Бисмарк прекрасно понимал это. Ему тоже необходим был громкий и убедительный успех, который окончательно привлек бы общественное мнение на его сторону и вынудил бы либералов в парламенте пойти на уступки или оказаться в изоляции. Он видел, что Австрия не смирится с утратой своей доминирующей роли в Германии, а без этого – как и без разрушения Германского союза – прусская политика не могла добиться своих целей. Следовательно, оставалась война. Как справедливо полагает Лотар Галл, «после падения Рехберга Бисмарк (…) вряд ли видел шанс на то, чтобы при имеющихся условиях прийти к хотя бы временному компромиссу с Австрией»[277].
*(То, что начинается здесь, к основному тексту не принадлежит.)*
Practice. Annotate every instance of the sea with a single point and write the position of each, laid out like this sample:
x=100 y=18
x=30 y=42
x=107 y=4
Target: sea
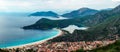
x=12 y=34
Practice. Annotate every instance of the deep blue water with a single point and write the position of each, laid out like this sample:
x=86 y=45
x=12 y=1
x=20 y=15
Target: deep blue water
x=11 y=33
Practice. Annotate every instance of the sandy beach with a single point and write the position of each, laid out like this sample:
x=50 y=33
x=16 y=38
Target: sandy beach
x=35 y=43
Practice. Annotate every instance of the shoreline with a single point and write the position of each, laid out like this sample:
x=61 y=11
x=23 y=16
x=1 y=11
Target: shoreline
x=35 y=43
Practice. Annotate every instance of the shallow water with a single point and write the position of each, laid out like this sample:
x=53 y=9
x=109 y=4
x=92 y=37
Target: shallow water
x=11 y=33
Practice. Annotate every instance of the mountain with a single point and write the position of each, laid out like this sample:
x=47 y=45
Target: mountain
x=80 y=13
x=48 y=13
x=105 y=30
x=45 y=24
x=89 y=21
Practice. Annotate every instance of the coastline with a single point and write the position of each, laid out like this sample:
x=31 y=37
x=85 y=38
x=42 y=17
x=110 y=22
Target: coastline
x=35 y=43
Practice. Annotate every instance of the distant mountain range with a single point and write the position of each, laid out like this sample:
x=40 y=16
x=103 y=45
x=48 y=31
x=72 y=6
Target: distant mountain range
x=90 y=20
x=80 y=13
x=74 y=14
x=48 y=14
x=108 y=29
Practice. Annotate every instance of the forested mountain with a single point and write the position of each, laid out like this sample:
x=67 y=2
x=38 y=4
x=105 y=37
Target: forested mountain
x=80 y=13
x=88 y=21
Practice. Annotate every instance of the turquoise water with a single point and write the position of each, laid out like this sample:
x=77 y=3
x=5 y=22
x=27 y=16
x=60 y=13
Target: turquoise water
x=11 y=33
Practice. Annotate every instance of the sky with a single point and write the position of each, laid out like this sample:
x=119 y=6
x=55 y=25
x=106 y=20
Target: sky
x=54 y=5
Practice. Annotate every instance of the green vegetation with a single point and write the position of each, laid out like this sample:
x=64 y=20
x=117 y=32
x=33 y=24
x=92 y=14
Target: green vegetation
x=115 y=47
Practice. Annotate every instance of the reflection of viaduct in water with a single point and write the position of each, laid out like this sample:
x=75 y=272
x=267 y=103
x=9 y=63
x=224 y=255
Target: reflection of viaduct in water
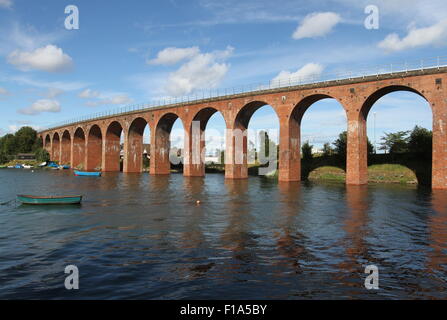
x=96 y=143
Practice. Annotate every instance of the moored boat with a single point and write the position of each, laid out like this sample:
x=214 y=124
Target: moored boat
x=27 y=199
x=87 y=173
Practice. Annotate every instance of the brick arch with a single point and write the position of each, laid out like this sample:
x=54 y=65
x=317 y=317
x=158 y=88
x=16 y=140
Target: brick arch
x=357 y=155
x=290 y=137
x=134 y=147
x=195 y=147
x=236 y=161
x=66 y=148
x=161 y=144
x=383 y=91
x=300 y=108
x=47 y=143
x=245 y=113
x=112 y=146
x=79 y=152
x=55 y=147
x=94 y=148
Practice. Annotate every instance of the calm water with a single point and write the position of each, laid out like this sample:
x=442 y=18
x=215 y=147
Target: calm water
x=139 y=236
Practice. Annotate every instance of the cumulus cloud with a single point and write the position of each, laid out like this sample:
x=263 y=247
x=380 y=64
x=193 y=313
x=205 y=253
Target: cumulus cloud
x=42 y=105
x=203 y=70
x=49 y=58
x=171 y=55
x=5 y=4
x=307 y=71
x=89 y=94
x=53 y=93
x=316 y=24
x=433 y=35
x=117 y=99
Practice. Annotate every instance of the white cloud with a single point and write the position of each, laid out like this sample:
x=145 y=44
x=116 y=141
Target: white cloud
x=53 y=93
x=201 y=71
x=433 y=35
x=310 y=70
x=117 y=99
x=316 y=25
x=89 y=94
x=49 y=58
x=170 y=56
x=13 y=128
x=39 y=83
x=5 y=4
x=42 y=105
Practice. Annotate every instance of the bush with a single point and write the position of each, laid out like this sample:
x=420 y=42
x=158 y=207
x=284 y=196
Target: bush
x=42 y=155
Однако просто развязать войну Бисмарк не мог. Необходима была, во-первых, благоприятная международная ситуация, чтобы никто не лишил Пруссию плодов победы. Во-вторых, нужен был повод к войне, причем такой, который выглядел бы убедительно в глазах немецкой общественности. Бисмарк понимал, что политика «железа и крови», пока ее не увенчает успех, будет не слишком популярна и многие выступят против «братоубийственной войны». Следовательно, желательно было выставить агрессором Австрию. Помимо всего прочего, глава прусского правительства прекрасно представлял себе, какую сложную задачу ему предстоит выполнить и как велик в данном случае риск не удержать ситуацию под контролем. Это в гораздо большей степени, чем стремление сохранить мир, объясняет его довольно умеренный курс в течение следующего года.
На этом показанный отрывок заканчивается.